También el pastor cristiano Martin Luther King Jr, sintió esta misma inquietud cuando recorriendo los estados sureños, contemplando las agujas de las grandes iglesias de blancos se preguntaba con ansiedad, Qué Dios adoran esta gente?, Cómo pueden cantar y alabar a Dios y a la vez ser racistas, o ser insensibles ante la luchas por la igualdad en su propia vecindad? (Citado libremente de su carta de Birghiman).
Por otra parte, vale recordar que el Espíritu de Dios, que goza de la libertad de obrar donde quiere, al decir de Jesús, «sopla de donde quiere y adonde quiere va», puede manifestarse en aquellos lugares donde se forjan las esperanzas redentoras de los seres humanos. San Pablo también dijo: «Donde está el Espíritu del Señor allí hay libertad»(II Cor. 3.17), indicando que es un don de Dios la búsqueda de emancipación de todas las cadenas.

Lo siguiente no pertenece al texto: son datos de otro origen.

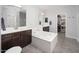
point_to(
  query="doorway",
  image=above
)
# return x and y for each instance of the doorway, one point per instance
(61, 24)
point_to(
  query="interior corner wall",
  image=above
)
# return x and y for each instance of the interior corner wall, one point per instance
(0, 28)
(71, 25)
(31, 15)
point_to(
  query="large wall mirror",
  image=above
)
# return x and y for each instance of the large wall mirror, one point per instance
(13, 16)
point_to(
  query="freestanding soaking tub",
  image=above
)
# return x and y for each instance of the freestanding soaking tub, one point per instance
(45, 41)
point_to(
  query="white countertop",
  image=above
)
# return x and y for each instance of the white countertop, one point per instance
(12, 30)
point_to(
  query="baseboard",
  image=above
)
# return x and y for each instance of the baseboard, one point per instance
(72, 37)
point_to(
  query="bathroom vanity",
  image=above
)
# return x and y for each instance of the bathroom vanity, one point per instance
(16, 38)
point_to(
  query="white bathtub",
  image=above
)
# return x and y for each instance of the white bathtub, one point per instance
(45, 41)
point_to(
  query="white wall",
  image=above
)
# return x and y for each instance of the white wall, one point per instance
(10, 15)
(77, 22)
(32, 14)
(0, 28)
(71, 22)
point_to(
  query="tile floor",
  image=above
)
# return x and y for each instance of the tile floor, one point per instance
(64, 45)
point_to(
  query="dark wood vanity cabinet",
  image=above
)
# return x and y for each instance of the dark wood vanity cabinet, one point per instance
(22, 39)
(46, 28)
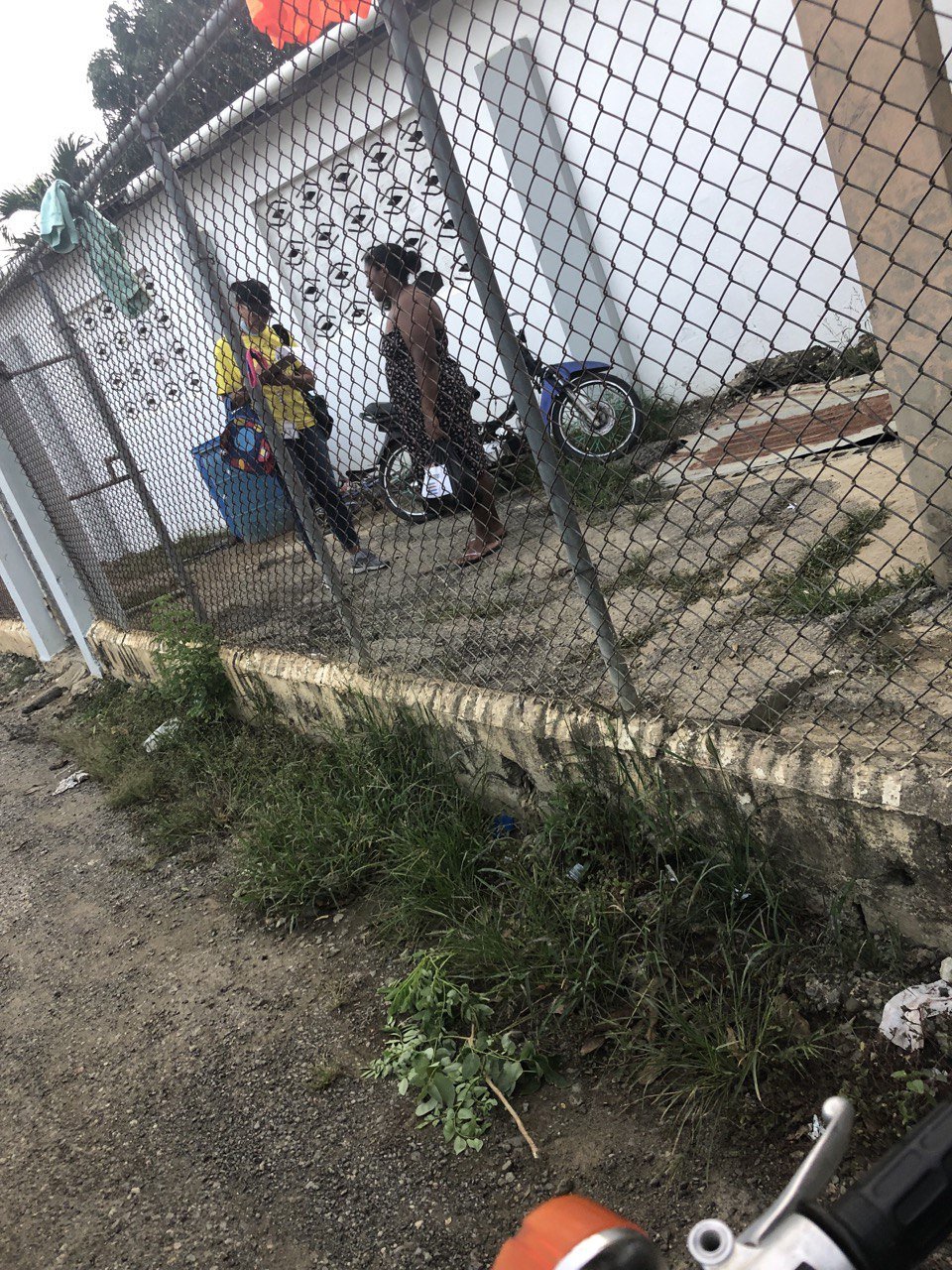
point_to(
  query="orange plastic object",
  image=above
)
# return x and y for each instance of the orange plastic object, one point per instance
(301, 22)
(555, 1228)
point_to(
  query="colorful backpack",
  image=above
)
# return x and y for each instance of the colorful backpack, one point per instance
(243, 443)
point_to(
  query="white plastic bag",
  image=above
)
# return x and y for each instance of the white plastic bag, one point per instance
(436, 483)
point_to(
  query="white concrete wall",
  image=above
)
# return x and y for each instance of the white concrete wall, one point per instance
(697, 153)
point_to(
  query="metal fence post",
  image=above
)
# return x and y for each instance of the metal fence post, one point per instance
(27, 444)
(216, 287)
(63, 435)
(112, 427)
(60, 575)
(407, 53)
(878, 71)
(21, 580)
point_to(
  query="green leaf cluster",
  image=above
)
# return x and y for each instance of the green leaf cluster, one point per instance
(440, 1048)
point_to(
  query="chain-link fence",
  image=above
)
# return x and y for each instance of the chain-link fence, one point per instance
(658, 293)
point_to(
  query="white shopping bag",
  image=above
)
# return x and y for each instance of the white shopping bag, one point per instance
(436, 483)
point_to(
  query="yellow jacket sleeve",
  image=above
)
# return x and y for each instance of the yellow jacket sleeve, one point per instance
(227, 376)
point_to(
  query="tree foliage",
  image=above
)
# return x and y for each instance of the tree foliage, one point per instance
(148, 36)
(71, 160)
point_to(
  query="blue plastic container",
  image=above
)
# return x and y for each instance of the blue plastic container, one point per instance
(254, 508)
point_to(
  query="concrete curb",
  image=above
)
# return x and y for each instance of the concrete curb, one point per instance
(14, 638)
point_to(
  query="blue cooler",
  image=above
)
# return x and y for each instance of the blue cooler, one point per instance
(254, 508)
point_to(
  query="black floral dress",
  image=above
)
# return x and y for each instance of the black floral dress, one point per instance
(453, 402)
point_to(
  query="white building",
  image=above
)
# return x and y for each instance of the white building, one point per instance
(651, 178)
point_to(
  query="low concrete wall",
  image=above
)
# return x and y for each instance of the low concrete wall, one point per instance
(14, 638)
(842, 821)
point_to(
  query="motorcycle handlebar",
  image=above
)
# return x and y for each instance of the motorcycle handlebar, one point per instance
(901, 1210)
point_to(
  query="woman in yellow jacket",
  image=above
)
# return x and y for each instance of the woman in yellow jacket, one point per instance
(284, 377)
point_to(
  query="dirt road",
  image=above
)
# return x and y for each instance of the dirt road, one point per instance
(179, 1087)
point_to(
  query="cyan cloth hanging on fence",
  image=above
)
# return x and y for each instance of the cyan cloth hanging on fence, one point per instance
(67, 221)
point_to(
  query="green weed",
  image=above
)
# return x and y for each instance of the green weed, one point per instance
(809, 588)
(625, 903)
(190, 677)
(439, 1047)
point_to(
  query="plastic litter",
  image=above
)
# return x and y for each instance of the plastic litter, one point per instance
(905, 1014)
(162, 733)
(70, 783)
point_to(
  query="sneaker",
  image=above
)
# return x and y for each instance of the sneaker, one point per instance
(366, 562)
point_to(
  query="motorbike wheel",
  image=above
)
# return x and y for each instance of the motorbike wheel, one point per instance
(619, 417)
(403, 486)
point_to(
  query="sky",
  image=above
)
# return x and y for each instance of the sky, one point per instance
(44, 87)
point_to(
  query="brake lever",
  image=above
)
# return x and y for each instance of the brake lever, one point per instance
(712, 1242)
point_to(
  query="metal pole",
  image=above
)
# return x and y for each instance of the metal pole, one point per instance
(27, 444)
(112, 427)
(176, 76)
(217, 295)
(19, 578)
(419, 90)
(63, 434)
(59, 572)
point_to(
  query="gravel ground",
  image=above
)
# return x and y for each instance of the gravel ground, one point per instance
(163, 1071)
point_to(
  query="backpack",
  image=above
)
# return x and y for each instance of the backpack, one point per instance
(243, 443)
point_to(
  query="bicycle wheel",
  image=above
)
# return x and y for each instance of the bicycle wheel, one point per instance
(403, 486)
(604, 423)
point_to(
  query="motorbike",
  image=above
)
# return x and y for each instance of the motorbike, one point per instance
(590, 413)
(892, 1219)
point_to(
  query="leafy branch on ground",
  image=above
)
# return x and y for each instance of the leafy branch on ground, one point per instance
(636, 906)
(438, 1047)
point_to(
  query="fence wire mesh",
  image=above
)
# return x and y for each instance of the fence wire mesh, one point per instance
(734, 302)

El primer país del Caribe y América Latina en alcanzar su libertad lo fue Haití, en el 1808, gracias a un movimiento de esclavos que se inició al retumbar de los tambores en una montaña adonde se reunieron para una ceremonia vudú, un ritual de origen africano, con alguna pequeña dosis de cristianismo. Allí se juramentaron luchar por la dignidad y por su libertad. Ahora nos preguntamos, dónde estaba el espíritu de Dios, en el templo cristiano de los hacendados esclavistas franceses o en la ceremonia pagana de los hombres y mujeres que decidieron luchar por su libertad?
Es lo que los cristianos cubanos tenemos que preguntarnos cuando con tanta facilidad despachamos las creencias de origen africano como idolatría satánica, a una religión que conservan nuestros compatriotas como un legado de generación en generación, porque les ha servido como lazo unificador, como símbolo de dignidad en medio de la brutal esclavitud primero y discriminación después. Esta es una pregunta que cuestiona nuestros prejuicios y nuestra seguridad de poseer la verdad. Es una pregunta que inquieta y perturba todo triunfalismo y orgullo.
Pero esta es la fe profética, que nos reta, nos sacude y nos llama a una práctica coherente con el mensaje de Jesús, siendo personas disponibles, abiertos al amor y al servicio de los demás. Una fe que hace añicos nuestros ídolos, y nos encara con la posibilidad de vivir en la libertad de los hijos de Dios.